Language-model coding assistants waste tokens (and accuracy) when they have to `cat` whole
files to discover basic repository structure. `grounded-index` exposes the same
evidence a developer uses to navigate — symbols, callers, tests, imports — as
compact CLI output and a small Python API.

## Features

- **Seven languages on tree-sitter**: Python, Rust, TypeScript, JavaScript, Java, C, C++.
- **Symbols, imports, references** extracted per language with stable line/col spans.
- **Test detection** (`is_test` column) by path heuristics, decorators / attributes,
  and naming conventions — `pytest` `test_*` / `Test*`, Rust `#[test]` / `#[cfg(test)]`,
  Jest `*.test.ts` / `*.spec.ts`, Java `@Test` annotations, C/C++ `_test.c` suffix.
- **SQLite schema** with FTS5 symbol search and proper indexes.
- **Token-bounded context packs** for AI prompts (`context` command + `BudgetEnforcer`).
- **JSON / Markdown / human output** for each command.
- **Read-only by default**; indexing requires the explicit `--write` flag.

## Install

```bash
pip install grounded-index
```

Or from a local checkout:

```bash
git clone <repo> grounded-index
cd grounded-index
pip install -e .
```

## 30-second example

```bash
# Index this repository
grounded-index --write index

# List symbols matching a name
grounded-index symbols --name parse

# Show who calls a symbol
grounded-index references --symbol parse_references --direction in

# Build a 4 000-token context pack
grounded-index context --symbol Indexer --budget 4000 --include-callers
```

## Tier 2 — external CFG/ICFG tools (optional)

`grounded-index` ships two standalone scripts that produce **bytecode-precise
control-flow graphs and inter-procedural call graphs** by delegating to LLVM
(C/C++) and Soot (Java). Output is one JSON shape for all three languages.
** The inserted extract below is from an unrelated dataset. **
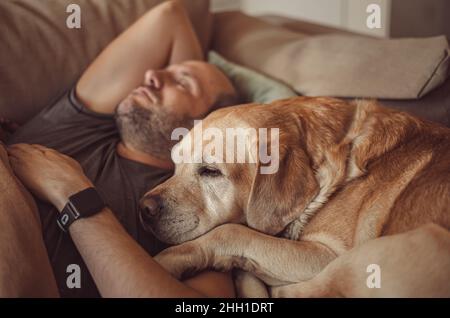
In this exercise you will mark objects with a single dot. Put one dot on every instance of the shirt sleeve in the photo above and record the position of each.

| Script | Languages | Backend |
|--------|-----------|---------|
| `grounded_clang_cfg.py` | C, C++ | `clang -emit-llvm` + `opt -passes='dot-callgraph,dot-cfg'` + pydot |
| `grounded_java_cfg.py` | Java | `javac` + Soot 4.7.1 (`BriefBlockGraph` + CHA call graph) |

```bash
# Install the optional dependency
pip install grounded-index[external-cfg]

# C / C++ (requires clang + opt on PATH)
python grounded_clang_cfg.py src/calculator.c

# Java (requires JDK 11+; first run downloads Soot ~12 MB)
tools/download-soot.sh
python grounded_java_cfg.py src/Calculator.java --class-name Calculator
```

These tools are **not imported by the core indexer** — they're operator-facing
utilities for ICFG-aware analyses. See [MANUAL.md](MANUAL.md#external-cfgicfg-tools)
for usage and [docs/external-cfg-tools.md](docs/external-cfg-tools.md) for the
tier model and limitations.

## Documentation

| Doc | For |
|-----|-----|
| [MANUAL.md](MANUAL.md) | End-user / operator guide — full CLI reference, workflows, troubleshooting. |
| [API.md](API.md) | Programmatic Python API — `Indexer`, `QueryEngine`, parsers, schema. |
| [docs/external-cfg-tools.md](docs/external-cfg-tools.md) | Tier 2 external CFG/ICFG tools — design, dependencies, JSON schema, limitations. |
| [CHANGELOG.md](CHANGELOG.md) | Release history. |
| [vision.md](vision.md) | Product principles and positioning. |

## Status

Alpha — schema v2, seven languages, 195 tests. Tier 2 external CFG/ICFG tools
ship alongside the indexer. CLI surface is stable enough for internal use;
expect occasional additions before 1.0.

## License

GPL-3.0-only. See [pyproject.toml](pyproject.toml) for the canonical declaration.